Королева вздохнула и еще сильнее замахала перед лицом веером.
— К сожалению, я не могу этого сделать! Я обещала одной обнищавшей немедийской даме, что буду очень внимательно наблюдать за казнью и не пропущу ничего. Она подарила мне премилые камушки. Вот эти! — Королева коснулась синего ожерелья на своей шее.
Она прислушалась к совету Илоис, но лишь наполовину: платье на ней было темно-синим, но драгоценности — алмазы и аквамарины — обсыпали его так густо, что делали похожим на сверкающую кольчугу. Впрочем, синие камни не терялись в их блеске, напротив, цвет их казался сегодня особенно насыщенным.
— Не понимаю, какую связь имеют между собой какие-то камни и казнь! — пожал плечами король.
— Ах, конечно же, вы не можете этого понять, поскольку я вам ничего не объяснила!.. Эта нищая дама уверяла меня, что киммериец — не чернокнижник, что его оклеветали, что он великий герой, совершил много подвигов и его обожают боги! Представляете, она так и сказала: обожают боги! Разве можно казнить любимца богов?..
— Видимо, его бывшая любовница, — заметил король.
— Возможно, — кивнула королева. — Из всего видно, что у этого широкоплечего и статного красавчика было немало любовниц, и часть из них, без сомнения, проливает сейчас слезы. Но я обещала ей и не могу не сдержать слова! Я сказала ей, что боги никогда не оставляют своих любимцев в беде и посылают на землю недвусмысленные знаки. Знаете, как это бывает: вдруг на площадь вбегает белоснежная лань с золотыми рожками и склоняется у его ног. Или — в воздухе разливается чудное благоухание… Я обещала этой безутешной любовнице, что буду очень внимательна, чтобы не пропустить подобные знаки, если они появятся.

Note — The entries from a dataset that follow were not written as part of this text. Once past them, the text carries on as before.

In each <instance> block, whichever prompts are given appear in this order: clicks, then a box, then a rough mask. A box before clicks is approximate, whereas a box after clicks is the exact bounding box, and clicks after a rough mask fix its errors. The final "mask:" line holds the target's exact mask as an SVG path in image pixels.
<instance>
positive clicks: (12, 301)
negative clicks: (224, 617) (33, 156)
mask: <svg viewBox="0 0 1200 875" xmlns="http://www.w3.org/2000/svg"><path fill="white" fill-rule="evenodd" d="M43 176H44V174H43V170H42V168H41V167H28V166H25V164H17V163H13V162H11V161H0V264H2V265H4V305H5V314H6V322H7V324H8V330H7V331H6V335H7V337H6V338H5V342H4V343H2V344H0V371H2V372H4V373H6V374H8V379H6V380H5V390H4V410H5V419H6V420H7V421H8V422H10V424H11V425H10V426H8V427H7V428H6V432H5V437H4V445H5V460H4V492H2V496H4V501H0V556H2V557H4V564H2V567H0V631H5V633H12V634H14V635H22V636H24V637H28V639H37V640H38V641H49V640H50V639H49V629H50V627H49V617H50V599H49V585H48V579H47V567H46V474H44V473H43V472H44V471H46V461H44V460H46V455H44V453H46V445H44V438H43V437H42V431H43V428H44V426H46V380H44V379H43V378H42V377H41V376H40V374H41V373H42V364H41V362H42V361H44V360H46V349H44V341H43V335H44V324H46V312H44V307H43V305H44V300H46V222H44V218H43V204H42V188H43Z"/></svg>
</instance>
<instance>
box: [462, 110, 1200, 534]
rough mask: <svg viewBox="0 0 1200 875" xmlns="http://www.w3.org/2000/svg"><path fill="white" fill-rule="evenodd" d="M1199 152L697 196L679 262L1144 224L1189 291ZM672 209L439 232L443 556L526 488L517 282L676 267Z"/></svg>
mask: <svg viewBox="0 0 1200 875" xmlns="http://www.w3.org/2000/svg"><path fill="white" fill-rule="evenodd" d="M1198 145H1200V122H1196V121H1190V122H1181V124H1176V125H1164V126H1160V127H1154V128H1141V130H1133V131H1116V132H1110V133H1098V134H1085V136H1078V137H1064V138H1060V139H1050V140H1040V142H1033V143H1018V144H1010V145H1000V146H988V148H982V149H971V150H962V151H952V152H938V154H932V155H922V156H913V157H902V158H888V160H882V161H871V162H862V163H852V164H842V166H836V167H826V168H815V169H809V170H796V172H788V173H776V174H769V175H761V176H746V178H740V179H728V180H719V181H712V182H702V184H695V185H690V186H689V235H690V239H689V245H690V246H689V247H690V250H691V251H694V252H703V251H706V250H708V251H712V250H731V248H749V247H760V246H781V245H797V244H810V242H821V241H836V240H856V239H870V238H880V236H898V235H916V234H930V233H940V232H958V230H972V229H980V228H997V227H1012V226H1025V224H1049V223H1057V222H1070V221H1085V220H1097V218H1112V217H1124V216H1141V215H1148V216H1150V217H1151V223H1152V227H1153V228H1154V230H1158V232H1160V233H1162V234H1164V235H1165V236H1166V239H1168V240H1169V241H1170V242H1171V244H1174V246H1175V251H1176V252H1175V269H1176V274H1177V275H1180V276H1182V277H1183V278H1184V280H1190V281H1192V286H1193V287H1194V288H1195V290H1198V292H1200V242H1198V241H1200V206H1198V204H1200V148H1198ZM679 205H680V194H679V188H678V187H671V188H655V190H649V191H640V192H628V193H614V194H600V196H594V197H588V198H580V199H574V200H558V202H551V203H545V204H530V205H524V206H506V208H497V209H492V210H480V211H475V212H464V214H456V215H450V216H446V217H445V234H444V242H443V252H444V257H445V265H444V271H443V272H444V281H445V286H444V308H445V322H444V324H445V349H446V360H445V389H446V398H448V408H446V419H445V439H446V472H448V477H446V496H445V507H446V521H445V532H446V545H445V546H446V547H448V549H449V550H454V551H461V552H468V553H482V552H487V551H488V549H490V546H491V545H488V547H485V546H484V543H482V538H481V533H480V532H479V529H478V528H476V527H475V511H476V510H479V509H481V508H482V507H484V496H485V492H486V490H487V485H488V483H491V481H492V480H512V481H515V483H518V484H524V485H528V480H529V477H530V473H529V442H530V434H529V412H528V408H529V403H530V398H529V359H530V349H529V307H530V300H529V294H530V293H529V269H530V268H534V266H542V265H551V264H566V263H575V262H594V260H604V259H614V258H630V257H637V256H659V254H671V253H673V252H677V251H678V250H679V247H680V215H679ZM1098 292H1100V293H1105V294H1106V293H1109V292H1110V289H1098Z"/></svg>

— Широкоплечий и статный красавчик, вы говорите?.. — переспросил король. Все, что касалось знаков, белоснежной лани и благоухания, видимо, не зацепило его внимания. — Н-да… Не сочтите это за обиду, но я бы не сказал, что ваш вкус отличается безупречностью. Статный красавчик! Подумать только! Статный красавчик…
* * *
Конан мучился от жары не меньше, чем сиятельные супруги. Хотя бы потому, что над головой у него не было кружевного зонтика. Руки его были крепко прикручены к столбу, так что он не мог даже как следует выпрямиться и вздохнуть полной грудью. У ног был насыпан холм из тонких и толстых бревен и хвороста.
— Кром! — пробормотал киммериец, взглядывая на небо. — Солнце сегодня взбесилось! Лучше бы они сжигали меня ночью, а еще лучше — приговорили бы к утоплению в прохладной воде…
Ближайший к нему охранник, услышав эти слова, прыснул. Конан подмигнул ему и встряхнул головой, отгоняя от глаз бегущие со лба струйки пота.
Солнце было еще совсем невысоко, но слепило так, словно имело свой зуб на киммерийца, свои обиды и мстило теперь, превращая в ад последние мгновения его земной жизни. Его блеск отражался на наконечниках копий и лезвиях вынутых из ножен мечей двадцати солдат, ровным полукругом замерших на расстоянии пяти шагов от киммерийца и будущего костра. За спиной его высилась серая громада тюрьмы.
В трех шагах от эшафота переминался с ноги на ногу расфуфыренный красавчик, в котором киммериец с удивлением узнал пылкого Кайсса. С какой стати он стоит здесь?.. Неужели благородный нобиль решил стать добровольным помощником палача? На что только не толкает человека вожделение мести! Если б Кайсс стоял чуть-чуть поближе, Конан не постеснялся бы спросить у него, с какой стати знатный аристократ сторожит груду хвороста, но тот тщательно избегал взгляда варвара, как, впрочем, и всех остальных взглядов.
Несмотря на ранний час и небывалую жару, площадь была заполнена народом. Сожжение чернокнижника — не такое уж частое зрелище, даже для столицы. Обычно на этой площади вешали, рубили головы и четвертовали. Люди нетерпеливо переминались, вытягивали шеи и толкались, проклиная солнце и торопя палача.
Конан пробежал взглядом по толпе зрителей. Некоторые из них были знакомы ему по королевской службе. Возбужденные, раскрасневшиеся от духоты чужие лица… По правую его руку, очень близко от эшафота, четверо носильщиков держали нечто среднее между носилками и небольшим паланкином. Вглядевшись, киммериец узнал в распростертом на нем теле барона Ричендо. Один из носильщиков поддерживал ему затылок, чтобы тот мог как следует, не упуская ни одной детали, насладиться казнью врага. Глаза барона были мутны, лицо, как, впрочем, и все туловище, неподвижно. Он больше напоминал труп, чем живого человека.